The Freelance Isn’t Free Act
On May 15, 2017, the New York City Freelance Isn’t Free Act took effect and established enhanced protections for freelance workers:
All contracts worth $800 or more must be in writing. This includes all agreements between you and a freelance worker that total $800 in any 120-day period.
Written contracts must spell out the work to be performed; the pay for the work; and the payment date.
You and the freelance worker must keep a copy of any written contract.
You must pay a freelance worker for all completed work.
You must make payment on or before the date that is in the contract.
If the contract does not include a payment date, you must pay the freelance worker within 30 days after the work is completed.
If a freelance worker files a complaint with New York City Department of Corporate Affairs (DCA) Office of Labor Policy & Standards (OLPS), the DCA will notify you.
You must respond to the notice of complaint in writing within twenty (20) days. If you fail to do so and if the freelance worker files a civil action in court, the judge will presume that you committed the violations.
Under FIFA, it is illegal to penalize, threaten, or blacklist freelance workers because they exercised their rights. The law establishes severe penalties for violations of these rights, including statutory damages, double damages, injunctive relief, and attorney’s fees. That means your business could potentially owe the freelancer twice the amount of the unpaid invoice!
Where there is evidence of a pattern or practice of violations, the New York City Corporation Counsel--New York City's "in-house" lawyers--may bring civil action to recover a civil penalty of not more than $25,000. FIFA also requires OLPS to receive complaints, create a court navigation program, and gather data and report on the effectiveness of the law.

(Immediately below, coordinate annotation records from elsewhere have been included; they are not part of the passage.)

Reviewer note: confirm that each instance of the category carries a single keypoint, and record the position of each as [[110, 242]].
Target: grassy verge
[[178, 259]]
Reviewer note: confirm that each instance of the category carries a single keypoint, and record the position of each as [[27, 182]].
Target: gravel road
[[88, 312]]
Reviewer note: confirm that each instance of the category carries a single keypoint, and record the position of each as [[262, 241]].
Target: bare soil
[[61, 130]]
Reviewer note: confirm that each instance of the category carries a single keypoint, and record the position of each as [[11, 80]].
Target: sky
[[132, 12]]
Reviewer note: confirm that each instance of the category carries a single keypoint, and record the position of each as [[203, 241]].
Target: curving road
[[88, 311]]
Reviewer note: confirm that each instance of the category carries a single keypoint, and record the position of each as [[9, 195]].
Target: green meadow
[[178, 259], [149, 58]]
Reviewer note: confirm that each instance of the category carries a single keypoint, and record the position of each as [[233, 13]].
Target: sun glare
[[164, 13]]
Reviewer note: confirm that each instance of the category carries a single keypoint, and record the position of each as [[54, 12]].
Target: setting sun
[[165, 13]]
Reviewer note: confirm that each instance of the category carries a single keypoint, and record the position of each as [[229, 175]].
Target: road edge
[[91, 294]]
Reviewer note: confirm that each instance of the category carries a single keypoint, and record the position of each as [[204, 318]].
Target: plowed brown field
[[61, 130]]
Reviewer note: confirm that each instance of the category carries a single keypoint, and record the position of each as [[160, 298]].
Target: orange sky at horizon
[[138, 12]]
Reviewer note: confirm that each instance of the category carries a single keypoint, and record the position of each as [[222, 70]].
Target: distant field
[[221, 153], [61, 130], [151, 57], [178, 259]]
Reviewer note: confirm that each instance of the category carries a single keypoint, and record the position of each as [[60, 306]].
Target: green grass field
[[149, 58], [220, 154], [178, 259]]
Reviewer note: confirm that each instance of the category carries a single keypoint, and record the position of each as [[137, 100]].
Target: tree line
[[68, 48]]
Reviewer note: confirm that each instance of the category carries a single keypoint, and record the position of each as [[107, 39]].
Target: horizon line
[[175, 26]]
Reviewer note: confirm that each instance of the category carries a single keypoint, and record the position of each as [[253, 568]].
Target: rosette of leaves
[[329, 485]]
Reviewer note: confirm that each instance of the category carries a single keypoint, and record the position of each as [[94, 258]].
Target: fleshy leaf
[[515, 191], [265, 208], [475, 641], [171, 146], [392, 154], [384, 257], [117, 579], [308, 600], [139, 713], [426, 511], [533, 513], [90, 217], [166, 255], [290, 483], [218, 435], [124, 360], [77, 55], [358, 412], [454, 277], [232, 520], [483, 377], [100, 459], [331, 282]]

If your business regularly utilizes freelancers, take the time to understand the Freelance Isn’t Free Act and its potentially draconian punishments. Of course, paying your undisputed invoices in a timely fashion is the simplest way to avoid the crosshairs of the Freelance Isn’t Free Act. But if you do become involved in a dispute over a freelancer’s unpaid invoices be certain that any such settlement agreement you enter into to resolve it accounts for these rights and is drafted accordingly.